Wednesday, October 07, 2009

The Avant-Garde Nature of Winky Dink

Tonsure. Marcel Duchamp with haircut by George de Zayas, Paris, 1919. Photo by Man Ray.

In the book, Dada Culture: Critical Texts on the Avant-Garde, edited by Dafydd Jones, T.J. Demos writes:
In 1919 Duchamp had the shape of a star cut into the hair on the back of his head (Tonsure). Here, the articulations of his artistic practice...intersected with his bodily appearance, as language's flight crossed over Duchamp's own physical decontextualisation. Duchamp threw himself into the flux of expatriation, rewriting his own appearance, and giving life to his own inscriptions.
The author goes on, with terms like "ephemeral tattoo," "eventual erasure," "sublime state of pure becoming," and "perceptual counterpoint." You get the idea. I really can't bear to transcribe any more.

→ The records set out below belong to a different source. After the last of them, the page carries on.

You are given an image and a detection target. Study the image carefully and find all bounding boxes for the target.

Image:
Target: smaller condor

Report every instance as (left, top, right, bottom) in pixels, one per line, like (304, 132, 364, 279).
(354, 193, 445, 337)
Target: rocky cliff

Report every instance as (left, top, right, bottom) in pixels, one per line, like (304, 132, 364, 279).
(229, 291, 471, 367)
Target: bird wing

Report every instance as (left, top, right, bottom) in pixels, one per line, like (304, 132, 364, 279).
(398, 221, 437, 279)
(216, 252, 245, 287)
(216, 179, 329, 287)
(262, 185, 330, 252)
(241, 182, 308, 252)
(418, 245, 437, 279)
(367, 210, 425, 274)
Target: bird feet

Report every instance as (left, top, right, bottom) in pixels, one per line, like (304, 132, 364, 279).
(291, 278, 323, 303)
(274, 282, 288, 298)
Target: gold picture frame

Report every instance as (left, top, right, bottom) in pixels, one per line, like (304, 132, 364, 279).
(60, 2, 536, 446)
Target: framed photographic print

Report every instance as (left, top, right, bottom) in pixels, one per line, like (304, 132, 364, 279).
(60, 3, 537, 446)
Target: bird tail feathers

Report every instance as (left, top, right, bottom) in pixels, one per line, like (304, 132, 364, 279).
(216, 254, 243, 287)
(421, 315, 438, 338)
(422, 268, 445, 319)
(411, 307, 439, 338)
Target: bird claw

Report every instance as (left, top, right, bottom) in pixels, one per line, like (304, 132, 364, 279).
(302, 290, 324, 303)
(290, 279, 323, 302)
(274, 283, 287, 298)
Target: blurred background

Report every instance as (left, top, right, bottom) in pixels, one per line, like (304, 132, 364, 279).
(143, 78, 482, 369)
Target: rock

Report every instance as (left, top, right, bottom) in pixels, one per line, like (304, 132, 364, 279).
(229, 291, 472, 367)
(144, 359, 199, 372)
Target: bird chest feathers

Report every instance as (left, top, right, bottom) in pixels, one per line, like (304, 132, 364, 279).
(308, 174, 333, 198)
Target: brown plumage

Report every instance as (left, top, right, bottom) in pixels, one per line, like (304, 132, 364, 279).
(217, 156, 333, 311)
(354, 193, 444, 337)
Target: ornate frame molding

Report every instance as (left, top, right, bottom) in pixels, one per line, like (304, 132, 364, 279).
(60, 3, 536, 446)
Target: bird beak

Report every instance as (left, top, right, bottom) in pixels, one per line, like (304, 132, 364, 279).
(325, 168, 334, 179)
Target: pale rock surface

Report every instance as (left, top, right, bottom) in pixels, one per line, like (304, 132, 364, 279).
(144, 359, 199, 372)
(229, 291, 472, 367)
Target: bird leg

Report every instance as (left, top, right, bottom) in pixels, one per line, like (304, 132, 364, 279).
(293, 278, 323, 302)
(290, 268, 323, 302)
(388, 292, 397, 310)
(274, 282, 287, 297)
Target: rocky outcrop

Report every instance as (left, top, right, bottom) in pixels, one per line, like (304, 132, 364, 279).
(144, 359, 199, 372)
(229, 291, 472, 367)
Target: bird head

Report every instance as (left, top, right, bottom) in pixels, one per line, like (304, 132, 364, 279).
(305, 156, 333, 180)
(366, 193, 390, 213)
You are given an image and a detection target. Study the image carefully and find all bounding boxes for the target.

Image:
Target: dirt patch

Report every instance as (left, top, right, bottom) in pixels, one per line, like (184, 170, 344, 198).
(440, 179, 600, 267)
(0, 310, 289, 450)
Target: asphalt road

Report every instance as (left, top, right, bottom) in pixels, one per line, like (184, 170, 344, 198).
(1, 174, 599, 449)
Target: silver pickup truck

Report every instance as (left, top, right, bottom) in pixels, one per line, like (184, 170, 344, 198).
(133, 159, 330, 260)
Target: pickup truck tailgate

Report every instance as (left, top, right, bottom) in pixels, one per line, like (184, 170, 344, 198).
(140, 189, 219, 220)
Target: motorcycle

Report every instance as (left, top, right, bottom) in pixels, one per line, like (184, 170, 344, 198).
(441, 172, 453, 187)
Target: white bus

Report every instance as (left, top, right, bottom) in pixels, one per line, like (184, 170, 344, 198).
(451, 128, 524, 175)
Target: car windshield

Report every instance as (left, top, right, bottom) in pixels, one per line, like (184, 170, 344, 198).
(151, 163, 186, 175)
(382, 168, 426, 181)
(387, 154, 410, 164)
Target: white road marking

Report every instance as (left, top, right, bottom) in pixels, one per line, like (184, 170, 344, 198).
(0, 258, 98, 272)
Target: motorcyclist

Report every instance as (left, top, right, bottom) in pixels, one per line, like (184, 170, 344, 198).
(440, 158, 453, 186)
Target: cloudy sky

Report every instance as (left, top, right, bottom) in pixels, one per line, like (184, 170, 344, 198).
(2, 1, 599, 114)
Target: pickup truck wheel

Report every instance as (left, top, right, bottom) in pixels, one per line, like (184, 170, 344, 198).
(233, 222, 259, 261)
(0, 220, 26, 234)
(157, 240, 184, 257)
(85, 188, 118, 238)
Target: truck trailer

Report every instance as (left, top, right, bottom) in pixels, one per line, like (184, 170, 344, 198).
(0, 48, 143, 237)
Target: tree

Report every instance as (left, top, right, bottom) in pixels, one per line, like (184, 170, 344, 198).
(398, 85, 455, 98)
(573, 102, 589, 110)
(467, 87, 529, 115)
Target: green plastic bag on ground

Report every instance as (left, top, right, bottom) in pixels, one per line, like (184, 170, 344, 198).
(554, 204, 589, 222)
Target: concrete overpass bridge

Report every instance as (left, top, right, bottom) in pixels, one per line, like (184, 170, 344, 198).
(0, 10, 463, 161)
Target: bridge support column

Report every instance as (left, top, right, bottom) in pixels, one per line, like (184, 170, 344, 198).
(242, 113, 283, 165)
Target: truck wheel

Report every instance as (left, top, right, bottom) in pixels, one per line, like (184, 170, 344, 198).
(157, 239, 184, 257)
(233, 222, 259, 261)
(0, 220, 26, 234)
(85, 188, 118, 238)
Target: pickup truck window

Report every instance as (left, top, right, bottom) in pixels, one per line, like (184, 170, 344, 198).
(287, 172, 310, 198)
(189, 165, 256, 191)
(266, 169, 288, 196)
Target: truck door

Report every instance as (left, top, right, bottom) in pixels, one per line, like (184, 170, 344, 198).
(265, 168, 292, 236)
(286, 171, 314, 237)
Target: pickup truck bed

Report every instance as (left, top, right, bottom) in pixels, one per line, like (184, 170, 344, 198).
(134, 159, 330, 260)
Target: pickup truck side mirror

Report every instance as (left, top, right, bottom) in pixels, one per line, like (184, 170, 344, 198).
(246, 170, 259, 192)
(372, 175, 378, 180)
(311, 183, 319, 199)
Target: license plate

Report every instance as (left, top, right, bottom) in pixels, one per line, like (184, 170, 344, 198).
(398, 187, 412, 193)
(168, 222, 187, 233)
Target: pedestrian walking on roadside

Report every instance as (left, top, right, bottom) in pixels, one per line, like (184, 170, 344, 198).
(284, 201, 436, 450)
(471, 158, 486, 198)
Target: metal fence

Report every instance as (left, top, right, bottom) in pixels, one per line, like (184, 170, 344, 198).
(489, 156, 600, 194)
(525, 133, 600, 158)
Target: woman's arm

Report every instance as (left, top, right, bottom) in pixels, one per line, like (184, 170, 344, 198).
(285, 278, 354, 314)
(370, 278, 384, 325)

Winky Dink. Dell comic book, 1955.

No doubt, existential angst and surrealistic tendencies led my boyhood idol Winky Dink (see previous post "Winky Dink and Me") to adorn his cranium with a star. He was so out there, he went Duchamp one better by wearing a star for a collar.

1 comment:

betty-NZ said...

Isn't it interesting how "there's nothing new under the sun"?